Tess stepped back, her gaze sharp as ice. “And you are?”

“Ryder’s security team.”

“Uh-huh. And how exactly am I supposed to know that’s true?”

“Ryder’s downstairs, waiting in the car.”

“Proof?” Tess tilted her chin in challenge. “You bring me a piece of his ear? A photo of him in the limo holding today’s paper? Otherwise, forget it. This bird only leaves my hands for Zane Ryder himself.”

“We’ve got the ten grand in cash.”

“Stay right there. Don’t come closer.” Tess’s voice was low, razor-sharp. “You think I’m tempted by ten thousand dollars? If this bird isn’t found, tomorrow the reward’ll be twenty. The next day? Thirty. I don’t trust you. If you’re really Ryder’speople, bring him up here.”

And without waiting for their answer, she slammed the door in their faces, leaving them stranded on the landing with nothing at all.

“Holy hell,” I whispered, keeping my voice low. “You were amazing. Straight out of some hardboiled flick with Humphrey Bogart.”

Tess smiled without parting her lips, the cigarette still clinging to the corner of her mouth. “The best part’s still coming.”

The elevator groaned its way down, metal grinding against metal. From the street below came a scatter of voices, the slam of car doors, the low thrum of an engine idling in wait. Then—again—the elevator’s rise.

Every sense of mine snapped on like dressing-room bulbs. The sound shifted: slower, heavier, as though the very air was bracing itself. Footsteps rang on the landing—steady, deliberate, the kind that belonged to cowboy boots striding through Brooklyn without apology.

The apartment door stood wide open. No one spoke.
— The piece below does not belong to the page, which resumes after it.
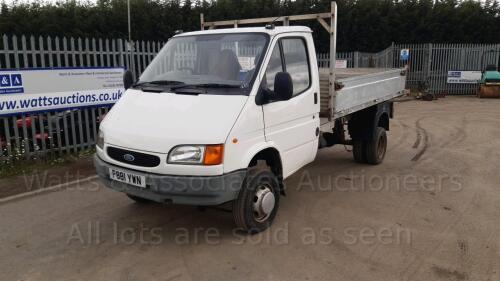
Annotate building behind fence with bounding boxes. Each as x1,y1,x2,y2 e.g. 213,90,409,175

Tess didn’t move, shoulder tilted just so, Rimbaud nestled in her arms like a living trophy. The silence thickened, weighted with expectation.

And then the doorway filled. Not just a man—an arrival. A flash of silk and sun-burnished skin, a scent of wood and smoke announcing him beforehis voice did. I forced myself to glance only once, as quick as staring at the sun.

Zane Ryder.

In our living room.

His voice—husky, cracked in a way that sounded dangerously sincere—split the silence. “Rimbaud…” It wasn’t a word so much as a wound set to music.
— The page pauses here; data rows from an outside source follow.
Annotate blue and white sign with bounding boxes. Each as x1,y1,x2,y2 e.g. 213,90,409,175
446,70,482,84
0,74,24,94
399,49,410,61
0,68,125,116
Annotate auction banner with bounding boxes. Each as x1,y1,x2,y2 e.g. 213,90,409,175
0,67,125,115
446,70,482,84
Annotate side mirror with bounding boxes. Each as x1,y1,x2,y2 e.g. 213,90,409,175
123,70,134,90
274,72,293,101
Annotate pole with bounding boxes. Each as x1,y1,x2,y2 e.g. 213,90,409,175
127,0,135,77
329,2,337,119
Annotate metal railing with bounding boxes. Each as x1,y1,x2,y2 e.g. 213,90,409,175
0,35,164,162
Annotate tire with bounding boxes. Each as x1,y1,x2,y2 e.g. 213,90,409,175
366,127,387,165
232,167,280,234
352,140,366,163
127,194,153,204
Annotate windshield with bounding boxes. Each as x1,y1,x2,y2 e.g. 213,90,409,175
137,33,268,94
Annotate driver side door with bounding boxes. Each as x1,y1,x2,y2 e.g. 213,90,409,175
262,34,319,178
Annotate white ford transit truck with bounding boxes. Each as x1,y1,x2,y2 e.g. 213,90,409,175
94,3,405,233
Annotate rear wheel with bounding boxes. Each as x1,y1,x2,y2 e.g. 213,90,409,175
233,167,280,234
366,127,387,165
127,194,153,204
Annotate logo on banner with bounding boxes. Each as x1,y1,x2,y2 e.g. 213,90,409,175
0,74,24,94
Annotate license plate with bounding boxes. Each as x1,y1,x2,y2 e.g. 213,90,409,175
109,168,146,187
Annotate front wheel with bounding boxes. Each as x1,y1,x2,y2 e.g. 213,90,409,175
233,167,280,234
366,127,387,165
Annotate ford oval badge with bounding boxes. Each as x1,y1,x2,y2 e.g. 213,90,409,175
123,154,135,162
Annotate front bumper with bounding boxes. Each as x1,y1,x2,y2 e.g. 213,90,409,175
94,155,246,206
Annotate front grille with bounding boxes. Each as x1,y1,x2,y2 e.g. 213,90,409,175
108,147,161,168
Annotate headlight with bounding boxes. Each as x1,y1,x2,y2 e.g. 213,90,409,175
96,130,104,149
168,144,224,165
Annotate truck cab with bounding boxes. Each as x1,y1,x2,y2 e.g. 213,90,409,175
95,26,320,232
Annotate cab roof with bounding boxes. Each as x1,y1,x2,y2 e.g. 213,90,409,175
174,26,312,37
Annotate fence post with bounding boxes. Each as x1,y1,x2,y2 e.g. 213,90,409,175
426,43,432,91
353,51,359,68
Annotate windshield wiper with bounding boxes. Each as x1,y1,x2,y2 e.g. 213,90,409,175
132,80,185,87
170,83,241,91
I pretended to watch TV, but my body betrayed me, every cell buzzing with curiosity. From the corner of my eye I caught everything, like an actress sneaking a peek through the curtain, storing every detail to pour onto the page the second the door closed behind him.
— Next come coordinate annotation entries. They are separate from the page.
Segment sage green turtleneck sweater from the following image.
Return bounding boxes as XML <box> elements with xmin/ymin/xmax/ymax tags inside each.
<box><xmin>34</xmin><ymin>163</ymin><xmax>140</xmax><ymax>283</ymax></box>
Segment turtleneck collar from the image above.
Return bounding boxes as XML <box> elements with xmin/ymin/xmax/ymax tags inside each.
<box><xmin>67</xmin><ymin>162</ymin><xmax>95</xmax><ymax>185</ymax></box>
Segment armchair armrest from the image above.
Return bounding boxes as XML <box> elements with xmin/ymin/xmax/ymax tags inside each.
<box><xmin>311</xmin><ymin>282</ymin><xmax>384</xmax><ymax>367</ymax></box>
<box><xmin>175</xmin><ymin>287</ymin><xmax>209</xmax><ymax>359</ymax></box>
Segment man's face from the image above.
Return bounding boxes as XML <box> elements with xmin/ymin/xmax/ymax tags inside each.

Tess didn’t hand him over right away. Rimbaud stayed tucked against her, and she stroked his feathers with the unhurried tenderness of someone guarding a secret. The traitorous bird buried his head against her chest with blissful surrender. Not even a commercial actor could’ve played it better.

“Oh my God…” Ryder’s voice washed over her like whiskey too strong to swallow—warm, gravelly, unmistakable. “He never lets anyone touch him. Ever. Not like this…”

“He’s an angel,” Tess murmured, finally passing the bird with a gesture so smooth it bordered on regal.

Ryder took him, lowering his chin to graze Rimbaud’s head instead of reaching with his hand. “Thank you… thank you so much. The concierge said you found him in Central Park?”

“Alone and lost.”

A slow nod. His eyes, hidden behind dark lenses, gave nothing away—whether he was measuring her or the bird. “I’ve got your reward.”

Tess turned without hurry, as though she’d just heard the price of a handbag she’d never consider buying. She flicked ash into a half-empty glass, smoke curling around her profile like a silk scarf.

“I insist.”

“I’m not interested in filthy money.”

The words didn’t drop—they landed like a knife, gleaming and final, wedged between them.